Can a set of entirely positive market comments endanger the revenue stream health of a tech hardware business?
Apple’s September 9, 2014 new products debut has magnetized an almost entirely positive set of market comments. But can such a set of editorial content actually work against Apple? The lopsided set of positive, almost glowing market commentary about the iPhone 6, 6S, iWatch, and iPay reaches a pinnacle, of sorts, in a piece written by Tiernan Ray, which was published by Barrons on September 16, 2014. The title of this article is Apple: Don’t Listen to the Doomsayers. Even Ray’s decision to include a contrarian opinion expressed by Doug Kass of Seabreeze Partners in his bucket of “doomsayers”, in this writer’s opinion, exemplifies the excessive weight of positive opinion about these new products, and what they promise to bring to Apple.
So, to answer the question posed in the title of this post, we certainly hold the opinion an almost unanimously positive market reception for a set of comparatively very expensive products like these from Apple, can be dangerous to the financial health of the ISV producing them. It is simply not tenable, in this writer’s opinion, to assume Apple will be able to pay for the very high market capitalization it presently enjoys by continuing to focus on the top of the consumer market for these devices. Regardless of whether the cost of purchasing an iPhone 6S is subsidized by a carrier here in the US, or a consumer ends up paying outright to purchase one, a $199.00 street price is not reflective of the TRUE cost of acquiring the product.

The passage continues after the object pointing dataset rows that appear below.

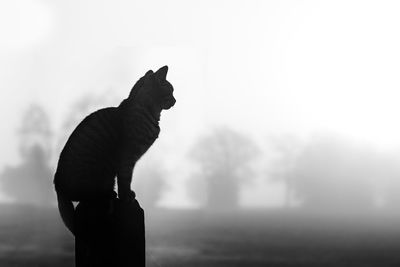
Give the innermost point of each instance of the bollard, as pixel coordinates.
(109, 233)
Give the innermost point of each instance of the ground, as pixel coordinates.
(36, 237)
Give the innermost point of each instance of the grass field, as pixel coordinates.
(35, 237)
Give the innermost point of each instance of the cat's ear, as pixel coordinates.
(140, 83)
(161, 74)
(149, 73)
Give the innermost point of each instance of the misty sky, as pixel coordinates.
(260, 67)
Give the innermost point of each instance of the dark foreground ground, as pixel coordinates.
(35, 237)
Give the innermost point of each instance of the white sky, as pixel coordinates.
(262, 67)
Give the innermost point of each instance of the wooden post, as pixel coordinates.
(109, 233)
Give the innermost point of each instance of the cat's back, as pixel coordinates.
(94, 141)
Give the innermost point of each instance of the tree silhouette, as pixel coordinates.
(223, 158)
(331, 172)
(31, 181)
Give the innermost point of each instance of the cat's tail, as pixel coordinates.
(67, 212)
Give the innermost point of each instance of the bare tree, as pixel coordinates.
(223, 157)
(331, 172)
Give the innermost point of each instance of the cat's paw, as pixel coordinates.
(127, 196)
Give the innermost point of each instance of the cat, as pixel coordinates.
(108, 143)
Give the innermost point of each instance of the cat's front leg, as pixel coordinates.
(124, 179)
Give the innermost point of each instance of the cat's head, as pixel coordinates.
(154, 90)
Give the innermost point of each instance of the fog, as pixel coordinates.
(285, 119)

The US market is trained to react positively to offers fueled with artificially low prices. Not so the rest of the world, and, especially not so in emerging markets. These other locales and communities of consumers are not likely to line up to buy either of these smart phones anytime soon. These products will only be available, at launch, in a basket of countries, and, in this writer’s opinion, for good reason. Average global consumers simply cannot afford these devices.

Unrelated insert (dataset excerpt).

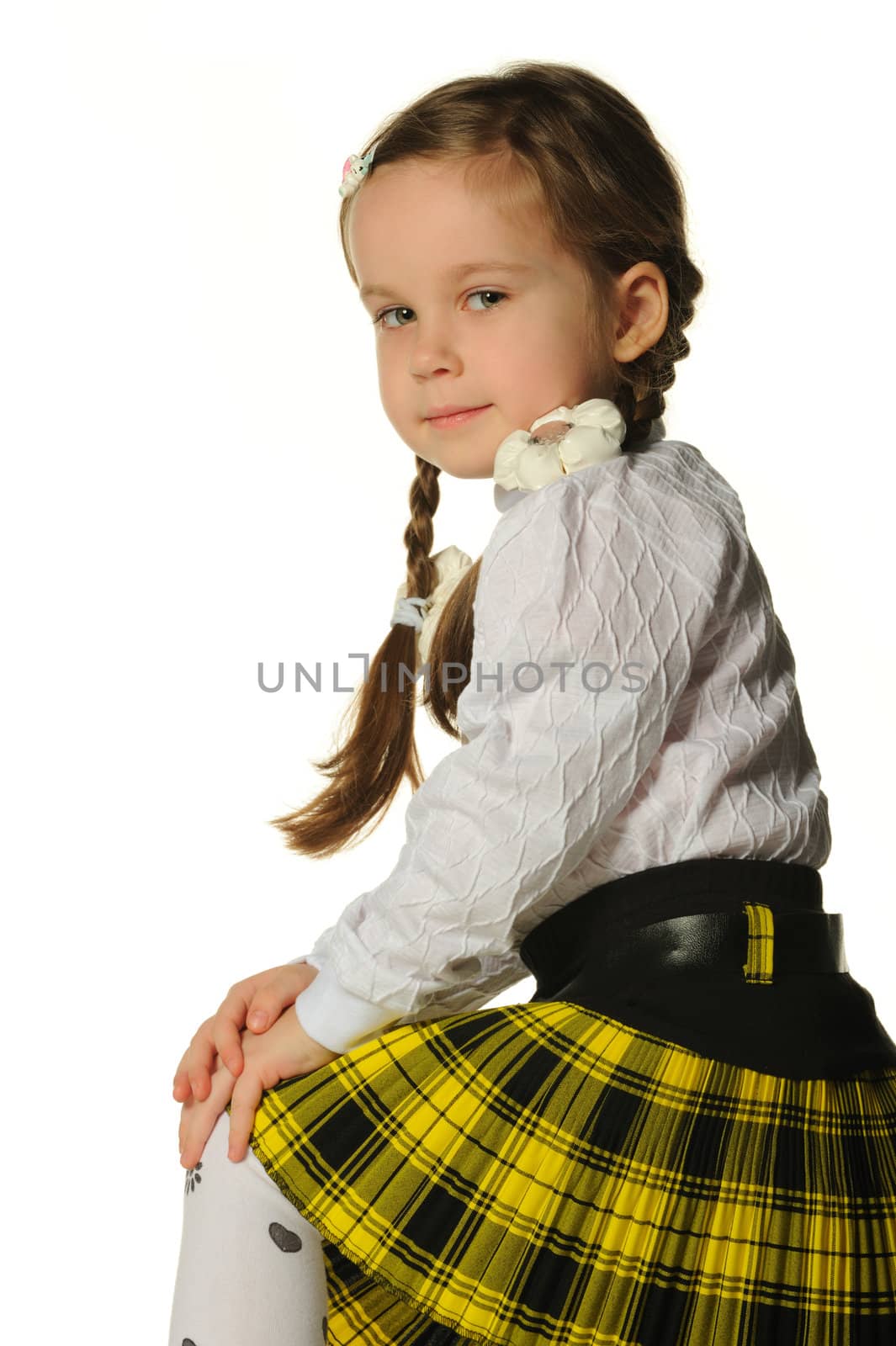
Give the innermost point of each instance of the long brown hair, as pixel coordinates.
(611, 195)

What is even more troubling about the editorial euphoria bubbling up around these devices and the debut, as a marketing communications piece in its own right, is the complacency expressed by what is referred to as the “mainstream media”, here in the U.S. on the question of whether average consumers here in the US will have the fortitude to make rational decisions about whether or not it makes sense to purchase one of the products.
One popular publication ran a headline something like this: “Like it or not, Wearables are Here to Stay”. Have we really reached the age of “solution without a problem” on steroids? This writer does not think so. If consumers do not need wearable tech, then they won’t buy devices in the category. Certainly, different consumer segments exhibit different needs, but all this talk will have to evolve into buying action before we can really be convinced a shift in consumer sentiment has occurred.
Bottom line: the old adage “too much of a good thing” speaks the truth. It will be interesting to gauge results a quarter or two down the road.